His finance minister experienced a major pandemic, panicking, and defensively crouching, both calmly and ingeniously to overcome potential catastrophes and move the economy.
But instead of pushing the big red austerity button on Melion Street’s desk, he generously spends two years on wage subsidies, tax exemptions, and generous unemployment benefits, and a better future is the other side of uncertainty. I bet that it is in.
Now that future has arrived.
Each Exchequer update is better than last time, as the Covid-19 is mostly behind us, so the recovery is moving forward. Finances are balanced faster than planned. In fact, a healthy surplus was recorded in May, surpassing the most optimistic readings of the year’s budget estimates.
So why is Donoho always struggling to talk about Ireland’s financial achievements when he needs to tap dance like Gene Kelly in the summer shower of euro coins?
His department has yet another record monthly tax burden or quarterly growth than throwing a bucket of ice water over his own head, as if he might overheat from the good news. I’m selling the numbers.
Here he attended the Budget Meeting of the Institute of Economics and Social Studies yesterday. The meeting will begin choreography until October Budget Day.
“The era of cheap funding has arrived,” he said, referring to this week’s confirmation by the European Central Bank that interest rates will rise from July.
As expected, Irish government bond yields are close to 2%, the highest in eight years.
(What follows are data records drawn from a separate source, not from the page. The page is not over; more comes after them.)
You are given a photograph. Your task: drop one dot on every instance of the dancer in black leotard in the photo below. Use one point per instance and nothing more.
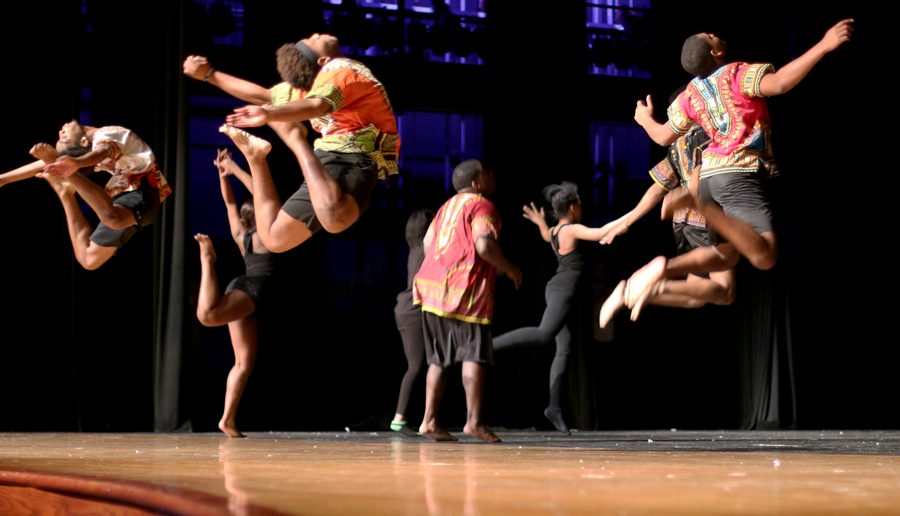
(561, 289)
(243, 295)
(409, 316)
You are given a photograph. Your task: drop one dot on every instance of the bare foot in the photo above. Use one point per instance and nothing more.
(481, 432)
(436, 432)
(207, 251)
(643, 284)
(230, 429)
(613, 303)
(251, 146)
(44, 152)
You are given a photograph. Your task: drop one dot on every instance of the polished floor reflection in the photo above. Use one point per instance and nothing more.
(383, 473)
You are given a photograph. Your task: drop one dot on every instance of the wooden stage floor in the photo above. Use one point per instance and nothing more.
(663, 472)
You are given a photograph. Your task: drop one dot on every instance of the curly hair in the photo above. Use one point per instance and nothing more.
(560, 197)
(294, 68)
(696, 58)
(465, 173)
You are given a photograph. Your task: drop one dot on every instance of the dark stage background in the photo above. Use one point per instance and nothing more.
(809, 345)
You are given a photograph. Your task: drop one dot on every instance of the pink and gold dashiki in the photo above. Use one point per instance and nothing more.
(733, 112)
(454, 281)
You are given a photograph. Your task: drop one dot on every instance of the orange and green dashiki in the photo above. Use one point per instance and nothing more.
(361, 119)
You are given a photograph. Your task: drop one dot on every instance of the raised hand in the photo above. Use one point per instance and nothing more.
(196, 67)
(643, 109)
(248, 116)
(44, 152)
(612, 230)
(223, 162)
(838, 35)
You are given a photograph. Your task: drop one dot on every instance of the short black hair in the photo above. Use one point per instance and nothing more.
(696, 58)
(294, 68)
(561, 196)
(465, 173)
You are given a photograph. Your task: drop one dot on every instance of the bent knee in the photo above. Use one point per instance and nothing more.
(208, 318)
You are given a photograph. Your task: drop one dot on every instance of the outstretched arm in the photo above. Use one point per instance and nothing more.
(659, 133)
(294, 111)
(198, 67)
(651, 198)
(535, 215)
(490, 251)
(65, 166)
(21, 173)
(44, 152)
(792, 73)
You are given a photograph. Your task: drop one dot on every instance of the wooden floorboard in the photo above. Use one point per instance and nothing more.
(530, 473)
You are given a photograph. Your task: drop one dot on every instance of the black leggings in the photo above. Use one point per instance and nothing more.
(559, 294)
(413, 337)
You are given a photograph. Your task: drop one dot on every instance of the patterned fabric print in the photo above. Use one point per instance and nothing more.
(132, 161)
(675, 170)
(454, 281)
(361, 119)
(728, 106)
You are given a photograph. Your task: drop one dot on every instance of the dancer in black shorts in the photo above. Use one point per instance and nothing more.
(243, 296)
(409, 316)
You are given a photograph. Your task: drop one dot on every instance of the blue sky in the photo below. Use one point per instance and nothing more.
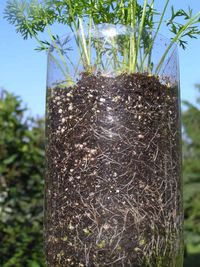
(23, 70)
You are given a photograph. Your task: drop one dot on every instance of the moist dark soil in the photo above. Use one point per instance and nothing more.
(113, 177)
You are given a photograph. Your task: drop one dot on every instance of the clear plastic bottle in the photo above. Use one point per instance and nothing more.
(113, 183)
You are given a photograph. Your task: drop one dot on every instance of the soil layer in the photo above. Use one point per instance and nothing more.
(113, 173)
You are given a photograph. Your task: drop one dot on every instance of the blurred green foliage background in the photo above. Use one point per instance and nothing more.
(22, 181)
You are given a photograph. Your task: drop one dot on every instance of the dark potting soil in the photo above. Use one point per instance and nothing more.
(113, 182)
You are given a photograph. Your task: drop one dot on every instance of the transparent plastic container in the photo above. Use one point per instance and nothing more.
(113, 186)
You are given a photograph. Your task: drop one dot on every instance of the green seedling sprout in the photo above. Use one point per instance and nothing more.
(30, 18)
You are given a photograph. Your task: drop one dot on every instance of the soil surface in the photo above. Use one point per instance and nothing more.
(113, 178)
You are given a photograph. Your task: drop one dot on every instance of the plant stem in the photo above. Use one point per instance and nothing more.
(42, 45)
(193, 20)
(59, 52)
(132, 51)
(84, 44)
(141, 28)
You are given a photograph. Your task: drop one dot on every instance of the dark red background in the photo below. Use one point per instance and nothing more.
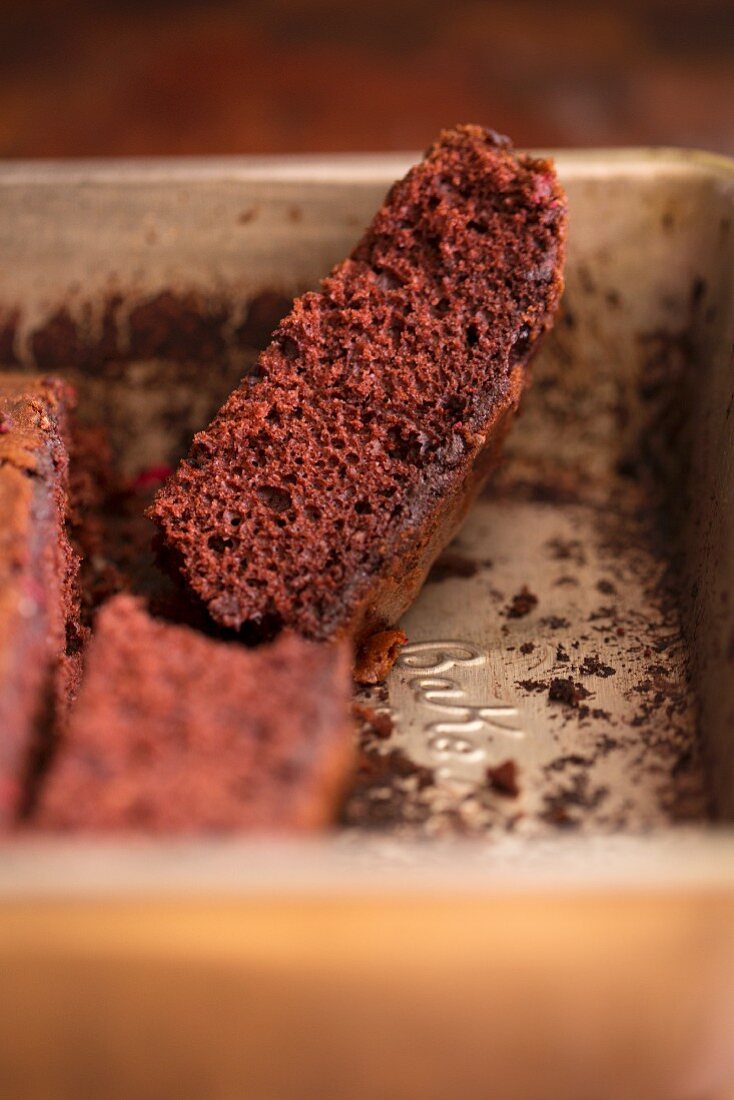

This isn’t the free money we’re used to, but it’s not that much.
“We are aiming for the lowest level of borrowing needed to respond to the various developments and tensions that are taking place in society and government,” he continued.
“Of course, we continue to recognize and support the cost of living challenge, but overall, we need to prepare and provide a budget that does not add itself to the apparently ongoing inflationary pressures.”
It’s bad! Just a week ago, you never know that the exact same finance minister announced that this year’s tax rate has risen by 27% against the backdrop of very strong VAT, income tax and corporate tax receipts.
Still, Donoho warned that inflation and monetary tightening policies were a difficult background for public finances, but the rude health of the domestic economy is evident in the returns of deportation.
It is clear that the minister anticipates a tsunami of spending demand in the coming months, not only a real risk to Ireland’s economic well-being, but also a memory of the traumatic people of the economic misconduct that preceded the financial crisis. Thinking about it, I’m desperate to manage my expectations.
To be fair, the indicators do not point in a clear direction. Inflationary anxieties have become a reality and are now plagued by all areas of the economy, from manufacturing and construction to retailers and restaurants. It is not yet known if the ECB can expel it into the world of hell, far from Donoho’s rule.
As he pointed out in the release of Nama’s annual report, domestic demand, the best measure of Ireland’s economic growth, slowed in the first quarter as consumers cut spending to cope with higher prices. did.
That same inflation is also somewhat flattering the state’s tax revenues. As prices and wages go up, so does the amount of value-added tax collected, people’s income, and corporate profits. In addition, the year-over-year comparison with Covid-stricken 2021 certainly contains one or two financial illusions.
On the other hand, the employment market is probably the strongest in living memory, wages are improving, and both businesses and households have abundant savings. In addition, the Treasury Administration (NTMA) has done a great job of pre-funding state spending requirements while reducing debt repayment costs.
Donoho is his own in a horrifying bedtime story that the Fine Gael has told over the years that Ireland is one of the most cared for per capita in the world. Is it possible that you are scared of the magic trick demon?
For the past decade, the Fine Gael brand has corrected the turmoil left by Fianna Fáil in 2011, but rehashes the lessons of a major financial crisis if there are closer and more informative examples of the Covid crisis. You don’t have to continue. Learn from.
When faced with the shock of a pandemic, Donoho was able to act with agility, determination and imagination. The wage subsidy system, which poured 10 billion euros into sick companies in two years, influenced policymaking as it opposed the type of fiscal restraint party.
Without the crisis to put him into action, Donoho seems to be returning to the type with a focus on the financially comfortable job of paying off debt-a necessary but not sufficient condition for a healthy economy.
October is an opportunity to do the following, not the old ones.